How does our Project match with the iGEM Safety Policy?

In iGEM, it is generally recognized that some scientific and engineering activities contain the risk of generating or reinforcing resistance to important medical countermeasures, such as antimicrobic resistance. Since a substantial amount of dominantly utilized selection markers are simultaneously listed on the World Health Organization's list of Critically Important Antimicrobials, most projects in synthetic biology are at some point confronted with this dilemma. Whenever possible, iGEM encourages minimizing the use of resistance factors for antimicrobials of critical importance for public health. Our team fully recognizes and supports this policy, and shares the assessment that conducting important science must always include managing associated risks properly. By implementing an artificial antibiotic resistance, we consciously run the risk of environmental release, however we proactively manage this risk using additional safety measures, such as our quorum sensing based kill switch. We intend to substantially decrease the long-term threat of antibiotic resistances that might develop due to untreated wastewater pollution. The risk associated to our biofilm is not merely tolerated, but has been a substantial consideration within our project from the start. Even though laboratory work has not been possible this year, we completed a representative iGEM safety check-in form for the use of our enzymes as part of our considerations on advantages and risks associated with our project, as would be necessary for any planned experiment implementing an antimicrobial resistance not previously conferred to the respective host organism. For considerations on possible misuse by third parties, please see our text below on dual use.

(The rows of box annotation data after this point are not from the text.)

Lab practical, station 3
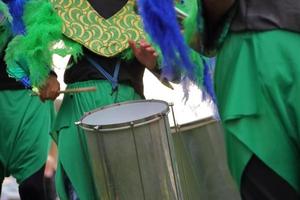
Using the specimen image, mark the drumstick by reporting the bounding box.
[58,87,96,94]
[31,87,96,96]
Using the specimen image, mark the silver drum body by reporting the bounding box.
[79,100,181,200]
[172,118,240,200]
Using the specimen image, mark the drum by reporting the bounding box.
[79,100,182,200]
[171,118,240,200]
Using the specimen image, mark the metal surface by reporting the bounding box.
[172,118,240,200]
[80,100,182,200]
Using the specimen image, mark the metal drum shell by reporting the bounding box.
[171,117,240,200]
[78,100,181,200]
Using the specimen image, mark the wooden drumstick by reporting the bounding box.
[58,87,96,94]
[31,87,96,96]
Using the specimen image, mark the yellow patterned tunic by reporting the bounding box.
[51,0,145,57]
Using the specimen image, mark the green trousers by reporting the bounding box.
[54,80,140,200]
[0,90,54,183]
[215,30,300,192]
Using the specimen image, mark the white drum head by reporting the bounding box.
[81,100,169,127]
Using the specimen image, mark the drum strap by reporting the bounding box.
[86,56,121,93]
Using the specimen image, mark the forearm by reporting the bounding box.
[203,0,236,24]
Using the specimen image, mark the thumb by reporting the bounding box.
[128,40,138,52]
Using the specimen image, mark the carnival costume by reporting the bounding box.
[0,0,56,198]
[45,0,159,199]
[140,0,300,199]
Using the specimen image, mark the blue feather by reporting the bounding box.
[138,0,195,80]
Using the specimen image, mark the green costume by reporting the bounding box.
[52,0,151,200]
[0,90,54,183]
[139,0,300,199]
[215,30,300,192]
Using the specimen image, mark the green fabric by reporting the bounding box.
[215,30,300,192]
[54,80,140,200]
[0,90,54,183]
[0,1,11,54]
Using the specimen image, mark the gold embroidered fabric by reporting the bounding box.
[50,0,145,57]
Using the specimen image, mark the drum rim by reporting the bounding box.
[75,99,170,132]
[170,116,218,134]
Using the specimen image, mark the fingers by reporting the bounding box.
[39,75,60,102]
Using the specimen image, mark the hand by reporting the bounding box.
[39,74,60,102]
[128,40,158,71]
[44,155,57,178]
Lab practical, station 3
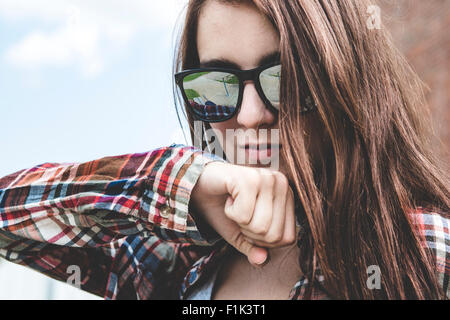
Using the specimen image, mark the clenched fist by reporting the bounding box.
[190,161,297,265]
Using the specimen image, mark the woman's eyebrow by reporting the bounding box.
[200,51,281,69]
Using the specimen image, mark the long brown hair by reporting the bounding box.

What additional Measures are considered for the Containment of the GMO?

In addition to the safety measures described above, at least one of the following systems can and should be installed to disinfect the wastewater and to implement an additional security layer, such as physical filter systems, UV radiation, ozonolysis or chlorine. However, these measures are expensive. The communities which operate the plants therefore might not want to invest into these novel systems because the treatment plants would run at significantly higher operating costs. In practical use of our biofilm, employees of wastewater treatment plants must be trained in dealing with genetically modified organisms as an essential measure of biocontainment. Please consider reading our safety instructions. In Germany, there is a chance that there is no fourth layer of protection and future research would be needed to implement such a layer. This could possibly be achieved by implementing another dependency for the bacterium to survive inside the cell. A conceivable approach would be a regulation of essential genes or external regulation through using UV exposure or chlorine.